The famous Lang conjecture states that a projective manifold is hyperbolic if and only if it is of general type and each of its subvarieties is of general type. Here, \(Y\) is of general type if the canonical bundle \(K_{\widetilde Y}\) of any smooth birational model \(\widetilde{Y}\) is big.
The first main result in this paper (Theorem A) says that if \((M,\omega)\) is a compact Kähler manifold with negative holomorphic sectional curvature (which is automatically projective and Brody hyperbolic) then any irreducible subvariety \(Y\) of \(M\) is of general type, in agreement with the Lang conjecture. The main new idea in the proof consists in constructing on a desingularization \(\widetilde Y\) of \(Y\) a family of singular Kähler-Einstein metrics \((\omega_b)_{b>0}\) generically with cone singularities along a given ample divisor \(B\) and whose cone angle tends to \(2\pi\) as \(b\to 0\) and then showing that the volume of \(\omega_b\) does not go to 0 when \(b\) tends to \(0\).
The author then generalizes Theorem A in two directions. First of all, he proves (Theorem 3.1) that only assuming that \((M,\omega)\) has quasinegative holomorphic sectional curvature then any irreducible subvariety intersecting the negative curvature locus is of general type.
The second generalization concerns the quasiprojective case.
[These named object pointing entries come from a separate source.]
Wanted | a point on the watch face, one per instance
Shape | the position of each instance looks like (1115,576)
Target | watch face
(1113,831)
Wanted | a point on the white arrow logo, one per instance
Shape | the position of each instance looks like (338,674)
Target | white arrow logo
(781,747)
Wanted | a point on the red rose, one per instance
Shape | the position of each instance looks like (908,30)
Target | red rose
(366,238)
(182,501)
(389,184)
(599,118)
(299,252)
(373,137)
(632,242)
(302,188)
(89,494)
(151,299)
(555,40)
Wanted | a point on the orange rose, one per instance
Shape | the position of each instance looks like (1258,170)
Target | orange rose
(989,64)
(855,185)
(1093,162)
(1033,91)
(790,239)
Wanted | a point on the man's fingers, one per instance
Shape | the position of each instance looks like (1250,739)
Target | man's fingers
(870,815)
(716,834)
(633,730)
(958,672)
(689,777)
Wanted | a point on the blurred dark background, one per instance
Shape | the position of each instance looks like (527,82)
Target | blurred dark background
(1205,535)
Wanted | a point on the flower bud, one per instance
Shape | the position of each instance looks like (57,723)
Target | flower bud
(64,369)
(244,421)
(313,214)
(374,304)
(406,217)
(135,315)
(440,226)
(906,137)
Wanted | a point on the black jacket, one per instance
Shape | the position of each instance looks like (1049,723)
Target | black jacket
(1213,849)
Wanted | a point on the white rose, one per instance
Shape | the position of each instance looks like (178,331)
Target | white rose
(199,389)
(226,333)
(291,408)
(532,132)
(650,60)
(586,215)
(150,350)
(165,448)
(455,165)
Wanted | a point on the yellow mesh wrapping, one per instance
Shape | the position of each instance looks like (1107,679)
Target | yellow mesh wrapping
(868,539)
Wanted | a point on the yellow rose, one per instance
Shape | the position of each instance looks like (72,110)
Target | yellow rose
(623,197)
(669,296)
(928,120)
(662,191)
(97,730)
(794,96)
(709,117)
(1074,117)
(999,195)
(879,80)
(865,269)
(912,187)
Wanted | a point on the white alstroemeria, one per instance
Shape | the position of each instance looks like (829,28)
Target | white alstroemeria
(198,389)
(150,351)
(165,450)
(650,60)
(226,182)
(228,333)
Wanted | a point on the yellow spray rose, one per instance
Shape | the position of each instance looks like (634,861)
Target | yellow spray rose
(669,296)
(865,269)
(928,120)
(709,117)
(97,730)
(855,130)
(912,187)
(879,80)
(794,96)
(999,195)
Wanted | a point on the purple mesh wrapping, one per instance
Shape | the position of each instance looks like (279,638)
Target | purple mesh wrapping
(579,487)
Indeed, the author proves (Theorem B) that if \(X\) is a projective manifold, \(D\) a reduced divisor with simple normal crossings and there exists a Kähler metric \(\omega\) on \(X\setminus D\) with holomorphic sectional curvature bounded above by a negative constant then \((X,D)\) is of log-general type, that is \(K_X+D\) is big. Moreover, if \(\omega\) is bounded near \(D\) then \(K_X\) itself is big.